Larnell pulls out leftover pieces of Eebee's face which Velicity immediately recognizes as Poontang craftsmanship. Eebee is brought back to life by the ancient marijuana smoke and Velicity takes the pieces to Cyril. She overhears a phone call between Cyril and a potential buyer, so she confronts him. He chastises her for her naivety, and she runs off upset. Having heard Cyril's plan, Eebee offers her help if he helps restore her original form, which Cyril does. Rabbit shows up and tries to cut a distribution deal with Cyril, threatening to expose Cyril's intended operation if he does not cut him in, when three Poontang Tribeswomen appear behind them, holding spears. They attack Cyril (who runs off) and capture Rabbit and Eebee. The three women bring Rabbit and Eebee to King Bong even larger, skull-shaped bong with eyes. They place Eebee on an altar next to King Bong and they argue, revealing a past relationship. The women “force” Rabbit to smoke from the King Bong and he enters the Bong World. Cyril returns to the hut, bleeding, where he tells the others what happened. Larnell, Velicity, Alister, Bachman and Brett head out to save Rabbit leaving Cyril behind.

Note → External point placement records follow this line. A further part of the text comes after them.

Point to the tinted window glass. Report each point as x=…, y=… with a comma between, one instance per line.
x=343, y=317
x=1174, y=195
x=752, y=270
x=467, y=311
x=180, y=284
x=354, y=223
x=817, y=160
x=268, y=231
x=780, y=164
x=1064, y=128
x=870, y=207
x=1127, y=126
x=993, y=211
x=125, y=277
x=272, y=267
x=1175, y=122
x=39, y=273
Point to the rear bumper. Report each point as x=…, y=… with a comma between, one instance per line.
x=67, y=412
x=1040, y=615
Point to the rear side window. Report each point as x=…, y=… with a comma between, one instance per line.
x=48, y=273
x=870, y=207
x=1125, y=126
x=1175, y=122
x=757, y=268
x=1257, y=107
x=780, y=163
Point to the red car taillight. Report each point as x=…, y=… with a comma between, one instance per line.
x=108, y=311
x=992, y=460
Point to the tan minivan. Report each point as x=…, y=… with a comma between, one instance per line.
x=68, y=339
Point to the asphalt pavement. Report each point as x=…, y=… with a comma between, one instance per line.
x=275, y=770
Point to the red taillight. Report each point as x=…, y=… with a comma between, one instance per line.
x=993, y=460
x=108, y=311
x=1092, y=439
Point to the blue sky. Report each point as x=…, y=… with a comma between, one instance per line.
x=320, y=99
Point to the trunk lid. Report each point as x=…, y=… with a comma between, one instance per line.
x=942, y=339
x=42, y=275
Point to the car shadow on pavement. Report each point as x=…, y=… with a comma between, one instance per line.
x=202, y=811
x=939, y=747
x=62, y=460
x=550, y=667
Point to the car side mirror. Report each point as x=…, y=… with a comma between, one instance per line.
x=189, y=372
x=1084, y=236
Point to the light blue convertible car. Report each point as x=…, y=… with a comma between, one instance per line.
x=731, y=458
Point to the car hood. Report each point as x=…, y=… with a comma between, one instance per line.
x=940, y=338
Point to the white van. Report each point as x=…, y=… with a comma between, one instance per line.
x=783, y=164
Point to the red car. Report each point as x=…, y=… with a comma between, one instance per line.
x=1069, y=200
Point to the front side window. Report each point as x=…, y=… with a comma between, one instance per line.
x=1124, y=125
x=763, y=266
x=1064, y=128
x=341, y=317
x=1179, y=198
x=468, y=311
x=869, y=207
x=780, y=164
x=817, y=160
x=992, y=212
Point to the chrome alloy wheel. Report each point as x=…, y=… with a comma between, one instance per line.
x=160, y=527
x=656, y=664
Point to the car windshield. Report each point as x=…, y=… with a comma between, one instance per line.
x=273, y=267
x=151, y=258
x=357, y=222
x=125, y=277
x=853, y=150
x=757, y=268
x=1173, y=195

They find King Bong and theorize that he is more powerful than Eebee and has ability to pull a person's whole being into the Bong World, not just their soul. Eebee, still being bitter from King Bong's implied infidelity, tells them they have to destroy his “symbol”, a necklace and the source of his power. Bachman and Brett enter the Bong World (this time a jungle) and are danced on by two mostly nude tribeswomen before being tied up and brought before King Bong with Rabbit. Larnell and Alister enter find the tribe rolling Rabbit up in giant paper, turning him into a massive joint that King Bong shrinks down to a normal size with his necklace. They untie Bachman and Brett and the group attacks the tribe while Larnell shatters the necklace, destroying King Bong and sending them out of the Bong World. They all walk off, ignoring Eebee's angry cries to them not to leave her on the altar alone. The film ends with everyone smoking in Larnell's dorm, everything back to normal.

==Cast==
- John Patrick Jordan as Larnell
- Amy Paffrath as Velicity
- Sonny Davis as "Rabbit"
- Brett Chukerman as Alistair McDowell
- Mitch Eakins as Bachman
- Brian Lloyd as Brett
- Jacob Witkin as Cyril
- Robin Sydney as Luann
- Michele Mais as V.O. Eebee
- Michael A. Shepard as V.O. King Bong
- Ariel X as Poontang Tribe
- August as Poontang Tribe
- Emilianna as Poontang Tribe
- Kat as Poontang Tribe
- Kyle Stone as Poontang Tribe

==Production==
During production on the original Evil Bong, Charles Band had already started developing ideas for a sequel, first mentioning "King Bong" as a possible title in the behind-the-scenes featurette.

Jeff Farley of Obscure Artifacts returned to design the King Bong prop as well as the effects for Brian Lloyd's fat suit.

Brett Chukerman was recast as Allistair, replacing David Weidoff.

==Release==
Evil Bong 2: King Bong was released on DVD on July 7, 2009. The film was released on Blu-ray for the first time on Oct 5, 2021, in a box set called the Evil Bong Stash Box containing the first seven movies, the Gingerdead Man crossover and Weedjies: Halloweed Night. Scenes from the film are included in a special edition Blu-ray released in June 2025 titled the Evil Bong-A-Thon, containing highlights of the series edited into one film.

==Sequel==
A Sequel titled "Evil Bong 3D: The Wrath of Bong" was released two years later, it utilized scratch and sniff cards and was released theatrically on April 8, 2011, before given a DVD release later on.